On the festival’s opening day, Nation of Language frontman/mastermind Ian Devaney and I are sitting across from each other in a courtyard, wondering exactly how in the fuck we ended up in Iceland together.

Every music journalist has heard the phrase “You should check out my friend’s band, I think you’d like them” a million times. Unless they are particularly bright-eyed optimists, most of them have met these words with dread, knowing that the night will typically end with the journalist making a dire attempt to feign positivity to their soon-to-be ex-friend with terrible taste. But when someone said this to me six years ago about a then-very-unknown Nation of Language, the result was far from the usual.
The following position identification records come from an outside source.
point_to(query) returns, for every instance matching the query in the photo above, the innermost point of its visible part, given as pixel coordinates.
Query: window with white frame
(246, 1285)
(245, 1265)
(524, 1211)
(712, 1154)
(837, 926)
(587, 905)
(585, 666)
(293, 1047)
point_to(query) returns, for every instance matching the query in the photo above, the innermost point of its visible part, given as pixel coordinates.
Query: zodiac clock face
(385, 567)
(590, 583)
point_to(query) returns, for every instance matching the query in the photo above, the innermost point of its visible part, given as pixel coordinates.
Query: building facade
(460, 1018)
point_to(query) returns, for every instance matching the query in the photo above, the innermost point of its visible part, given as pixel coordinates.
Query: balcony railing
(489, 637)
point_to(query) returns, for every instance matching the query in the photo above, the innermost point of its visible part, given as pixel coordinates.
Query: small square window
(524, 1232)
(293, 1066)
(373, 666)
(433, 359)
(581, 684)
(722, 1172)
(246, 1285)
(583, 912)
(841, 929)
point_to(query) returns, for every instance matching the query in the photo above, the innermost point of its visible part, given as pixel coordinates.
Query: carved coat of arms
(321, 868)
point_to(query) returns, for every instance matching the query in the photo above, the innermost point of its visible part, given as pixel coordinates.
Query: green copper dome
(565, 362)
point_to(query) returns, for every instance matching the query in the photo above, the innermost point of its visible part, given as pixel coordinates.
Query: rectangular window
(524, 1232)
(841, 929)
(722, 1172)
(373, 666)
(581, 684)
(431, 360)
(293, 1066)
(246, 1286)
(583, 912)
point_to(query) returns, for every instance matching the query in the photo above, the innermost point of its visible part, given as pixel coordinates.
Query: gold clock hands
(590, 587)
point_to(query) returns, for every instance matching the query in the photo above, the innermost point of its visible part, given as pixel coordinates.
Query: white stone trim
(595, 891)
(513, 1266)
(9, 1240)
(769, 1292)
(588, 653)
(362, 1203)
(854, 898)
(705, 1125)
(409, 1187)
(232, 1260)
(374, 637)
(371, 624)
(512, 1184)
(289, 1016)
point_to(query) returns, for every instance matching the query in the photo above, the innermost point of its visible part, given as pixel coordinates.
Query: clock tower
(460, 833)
The first time I saw Nation of Language, they were playing to maybe 20 people in a small Manhattan club. I was blown away. By 2017, there had already been several cycles of ’80s revivalism. On paper, Nation of Language’s synth-pop could’ve been passe a few times over, but this didn’t sound like the typical retro fetish. Sure, it helped if you already liked new wave—they collided the best parts of that tradition, at times sounding like a darker Human League, a more visceral OMD, or New Order with bolder vocal melodies. Yet in that Manhattan basement, hearing them rip through their first singles, “What Does the Normal Man Feel?” and “I’ve Thought About Chicago,” time was collapsing. In the 21st century, there have been countless nameless bands that effectively scratched an itch just by faithfully re-creating this or that sound of the past. But every song I heard that night felt like a refraction, nostalgia not as indulgence but as a lens. A genre that was always characterized by its wistfulness and melancholy was now wielded by this trio as some layered deconstruction of our own modern drift.